Friday, March 30, 2012

Do you?)

Just lately
when I'm sitting
at the microfilm machines and I
imagine (as I often do) aliens
coming down from the night sky
to ask me about my whirring box
with tiny lines of
intricate nothing-glyphs,
they ask me why I am not off
in some wheel-ship on my way to
the shores of Maine
to watch the sun rise
over the ocean's
rolling lines
of meaning-full something-gasps.


(I have no
goodorevenpoor answer for them.

Tuesday, March 20, 2012

My Dissertation on Boys, Bent Space, and the Cause and Effects of Solar Flares


They become convinced that you alone
hold the power over their day/and/night,
(and will have you thinking the very same,
if you let them!) silly satellites.
They never see the most obvious thing:
Any star looks like the sun
when it’s the one you’re orbiting.

Saturday, March 10, 2012

Every now and then, I have my moments, or weeks, when I think about dropping my math major.  But, I don't think I could ever bring myself to do it.  Math has taught me too many valuable things, and I know it has much more wisdom to throttle me with before this is all over.

Things I've Learned 
[as a Student of Mathematics]
  • If you keep getting the wrong answer, go back and make sure you're working on the right problem.
     
  • Know your limits.

    --->  If you sacrifice being a human on the altar of being a student, it's only a matter of time before you'll be doing pretty poorly at being either. 

    --->  Also, know the limit definition of a derivative.  It's just something you should know.
     
  • Problems are better worked out with a friend.

  • Sometimes the best you can do is lose every battle while winning the war.

    --->  Take the time to understand your mistakes, even if it seems costly on the short term, and you will eventually begin to stop repeating them. 

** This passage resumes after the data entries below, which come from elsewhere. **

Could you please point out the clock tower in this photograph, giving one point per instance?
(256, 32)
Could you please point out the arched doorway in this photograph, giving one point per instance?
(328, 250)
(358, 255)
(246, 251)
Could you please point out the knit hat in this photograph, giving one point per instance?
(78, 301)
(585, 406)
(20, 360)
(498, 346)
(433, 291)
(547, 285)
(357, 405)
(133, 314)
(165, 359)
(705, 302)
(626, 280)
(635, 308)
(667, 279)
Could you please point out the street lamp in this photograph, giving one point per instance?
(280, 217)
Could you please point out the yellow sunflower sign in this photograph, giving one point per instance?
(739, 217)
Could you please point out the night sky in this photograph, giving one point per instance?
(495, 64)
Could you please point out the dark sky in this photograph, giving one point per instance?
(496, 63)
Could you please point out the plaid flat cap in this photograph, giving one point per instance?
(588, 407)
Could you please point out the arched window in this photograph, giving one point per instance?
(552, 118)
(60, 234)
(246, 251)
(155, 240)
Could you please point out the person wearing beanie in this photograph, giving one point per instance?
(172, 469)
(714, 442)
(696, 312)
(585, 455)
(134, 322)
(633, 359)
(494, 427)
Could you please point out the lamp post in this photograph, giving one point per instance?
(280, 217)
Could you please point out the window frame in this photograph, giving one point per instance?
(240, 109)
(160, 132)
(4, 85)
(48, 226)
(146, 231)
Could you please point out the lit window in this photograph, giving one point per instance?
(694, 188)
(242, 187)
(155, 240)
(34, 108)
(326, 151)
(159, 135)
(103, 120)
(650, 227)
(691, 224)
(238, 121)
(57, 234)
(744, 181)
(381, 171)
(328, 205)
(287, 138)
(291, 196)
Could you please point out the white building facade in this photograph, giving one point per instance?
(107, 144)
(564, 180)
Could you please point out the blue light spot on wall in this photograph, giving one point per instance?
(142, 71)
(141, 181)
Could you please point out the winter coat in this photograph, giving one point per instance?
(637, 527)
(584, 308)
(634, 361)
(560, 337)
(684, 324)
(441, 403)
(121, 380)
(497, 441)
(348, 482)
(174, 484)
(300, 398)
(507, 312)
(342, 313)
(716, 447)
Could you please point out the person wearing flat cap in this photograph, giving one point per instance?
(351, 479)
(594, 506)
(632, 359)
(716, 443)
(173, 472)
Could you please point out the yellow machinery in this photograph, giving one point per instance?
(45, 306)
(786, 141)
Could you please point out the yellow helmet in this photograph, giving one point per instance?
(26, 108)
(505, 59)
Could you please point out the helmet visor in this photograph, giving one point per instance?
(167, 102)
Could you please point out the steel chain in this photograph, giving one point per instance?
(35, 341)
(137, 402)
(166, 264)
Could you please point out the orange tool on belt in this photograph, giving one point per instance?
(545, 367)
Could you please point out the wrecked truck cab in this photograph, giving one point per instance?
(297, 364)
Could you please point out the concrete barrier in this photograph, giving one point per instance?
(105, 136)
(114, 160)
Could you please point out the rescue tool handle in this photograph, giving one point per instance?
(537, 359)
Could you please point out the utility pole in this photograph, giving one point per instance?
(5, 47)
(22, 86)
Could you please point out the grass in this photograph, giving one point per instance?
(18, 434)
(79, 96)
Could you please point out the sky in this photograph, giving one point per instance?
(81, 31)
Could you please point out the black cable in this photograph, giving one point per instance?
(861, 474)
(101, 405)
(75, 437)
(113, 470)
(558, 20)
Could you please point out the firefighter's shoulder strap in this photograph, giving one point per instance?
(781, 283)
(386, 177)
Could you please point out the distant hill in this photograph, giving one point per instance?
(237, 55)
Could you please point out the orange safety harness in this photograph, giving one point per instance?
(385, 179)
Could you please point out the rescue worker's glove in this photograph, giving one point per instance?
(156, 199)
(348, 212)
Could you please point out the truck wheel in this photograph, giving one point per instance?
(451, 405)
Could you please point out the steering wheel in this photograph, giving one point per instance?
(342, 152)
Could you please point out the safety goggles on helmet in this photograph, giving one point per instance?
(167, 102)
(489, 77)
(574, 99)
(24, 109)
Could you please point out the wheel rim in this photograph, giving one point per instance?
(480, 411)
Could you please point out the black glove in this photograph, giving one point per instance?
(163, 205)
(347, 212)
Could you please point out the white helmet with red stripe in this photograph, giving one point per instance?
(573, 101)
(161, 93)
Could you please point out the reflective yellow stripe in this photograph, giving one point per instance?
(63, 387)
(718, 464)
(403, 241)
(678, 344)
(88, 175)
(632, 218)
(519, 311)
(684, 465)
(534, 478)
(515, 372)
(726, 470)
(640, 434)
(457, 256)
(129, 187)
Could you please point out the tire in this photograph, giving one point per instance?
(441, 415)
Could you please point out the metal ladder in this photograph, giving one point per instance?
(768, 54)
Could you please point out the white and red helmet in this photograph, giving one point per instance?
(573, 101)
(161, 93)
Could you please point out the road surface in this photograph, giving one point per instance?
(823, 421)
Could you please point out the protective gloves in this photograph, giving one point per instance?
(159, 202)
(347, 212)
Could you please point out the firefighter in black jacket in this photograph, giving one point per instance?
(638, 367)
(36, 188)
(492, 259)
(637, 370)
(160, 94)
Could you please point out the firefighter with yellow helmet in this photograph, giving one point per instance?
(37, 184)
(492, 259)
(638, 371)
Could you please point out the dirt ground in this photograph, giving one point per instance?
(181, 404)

    --->  Glaze over your mistakes, and when the test comes, you'll be in a sorry state.

  • If someone else's answer doesn't look exactly like yours, it doesn't necessarily mean either one is wrong. 

    --->  They could be different forms of the same answer.

  • Some things are variables, and some things are constants. 

    --->  Don't forget which is which.

  • When you're proving something, make sure the inductive hypothesis is true.

    --->  Every topple from an unstable climb started with an unstable claim.


And I'm sure I'll be adding to this list for some time to come. Feel free to comment with your own mathephors of wisdom.

Mountains

Whisperlike echoes,
frozen
still-frame of a sea.
Tumultuous waves
tamed,
cooled to stone by
some sage wizard
ages past.

Thursday, March 1, 2012

Tests

There is one thing I like about tests.  There's no reason to bring your book to class.  You won't risk having your phone on, even on vibrate, so you don't need to bring that either.  Your notebook can stay at home, your backpack is unnecessary; you walk to class bare-backed and strangely, uncomfortably  free.

When it comes time, it's just you and a pencil.  You sit down and are handed the challenge to show, after every extra weight and attachment has been stripped away, what's still left.